Suor Leonella accompagnò con grande competenza, ma non senza difficoltà, i primi passi della scuola, fino al diploma del primo gruppo, nel 2006. Pochi giorni dopo fu uccisa con sette colpi di fucile, e le sue ultime parole furono: “Perdono, perdono, perdono!”. Proprio come quelle di Gesù.

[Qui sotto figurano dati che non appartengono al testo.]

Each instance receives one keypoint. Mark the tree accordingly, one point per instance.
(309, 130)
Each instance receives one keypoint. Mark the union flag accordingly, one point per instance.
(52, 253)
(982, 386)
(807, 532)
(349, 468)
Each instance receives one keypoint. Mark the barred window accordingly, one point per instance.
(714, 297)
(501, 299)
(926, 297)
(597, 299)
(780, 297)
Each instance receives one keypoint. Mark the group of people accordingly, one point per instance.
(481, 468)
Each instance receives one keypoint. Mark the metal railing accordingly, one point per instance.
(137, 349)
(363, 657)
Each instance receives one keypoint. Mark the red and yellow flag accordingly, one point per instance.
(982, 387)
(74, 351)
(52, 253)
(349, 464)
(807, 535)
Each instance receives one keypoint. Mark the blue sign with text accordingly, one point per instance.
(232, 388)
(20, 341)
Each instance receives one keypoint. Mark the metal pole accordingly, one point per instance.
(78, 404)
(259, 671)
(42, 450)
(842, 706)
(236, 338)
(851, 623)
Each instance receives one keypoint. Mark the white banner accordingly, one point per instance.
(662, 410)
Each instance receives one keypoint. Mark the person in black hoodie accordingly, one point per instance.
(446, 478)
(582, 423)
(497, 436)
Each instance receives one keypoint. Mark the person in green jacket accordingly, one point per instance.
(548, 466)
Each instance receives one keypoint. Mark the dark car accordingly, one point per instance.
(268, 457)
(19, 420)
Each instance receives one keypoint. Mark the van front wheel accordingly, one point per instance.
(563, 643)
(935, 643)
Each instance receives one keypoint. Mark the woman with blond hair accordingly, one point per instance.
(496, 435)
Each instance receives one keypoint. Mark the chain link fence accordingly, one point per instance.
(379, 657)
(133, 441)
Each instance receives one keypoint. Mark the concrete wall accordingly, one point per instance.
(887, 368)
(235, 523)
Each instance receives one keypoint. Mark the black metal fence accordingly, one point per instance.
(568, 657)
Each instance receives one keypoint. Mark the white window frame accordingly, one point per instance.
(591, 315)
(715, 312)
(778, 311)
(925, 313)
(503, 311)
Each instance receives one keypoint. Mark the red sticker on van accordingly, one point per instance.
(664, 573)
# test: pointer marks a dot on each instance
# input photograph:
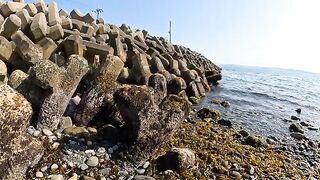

Per arrivare a questo perdono, anche Suor Leonella dovette imparare a disarmarsi, come leggiamo nei suoi Diari:
Per alcuni giorni la settimana scorsa ho avuto problemi: accogliere, perdonare un’accusa così pesante e non vera. Quello che dovevo fare era chiaro ma dentro di me c’era il rifiuto. Pregavo ma il «No», la «violenza» dentro di me mi faceva sentire la preghiera non «vera», chiedevo qualcosa con la mente e la volontà, ma mi sembrava che un’altra parte della mia volontà e del cuore negassero la mia preghiera. Nella disperazione mi sono aggrappata a te, Madre mia Consolata e ti ho supplicata. Tu mi hai risposto creando una situazione che mi ha umiliata richiedendo di aprire il mio cuore a perdonare perché anch’io ero bisognosa di aiuto e perdono! Grazie! Preghiera. Disarmami/disarmaci. (5 agosto 2006).
Oggi la scuola fondata e guidata nei suoi primordi da Suor Leonella si chiama “SOS College of Health Science University”, è riconosciuta a livello nazionale e internazionale, e i suoi primi studenti la stanno portando avanti con buoni risultati.
Segno che la pace disarmata vince sulla guerra. Sempre.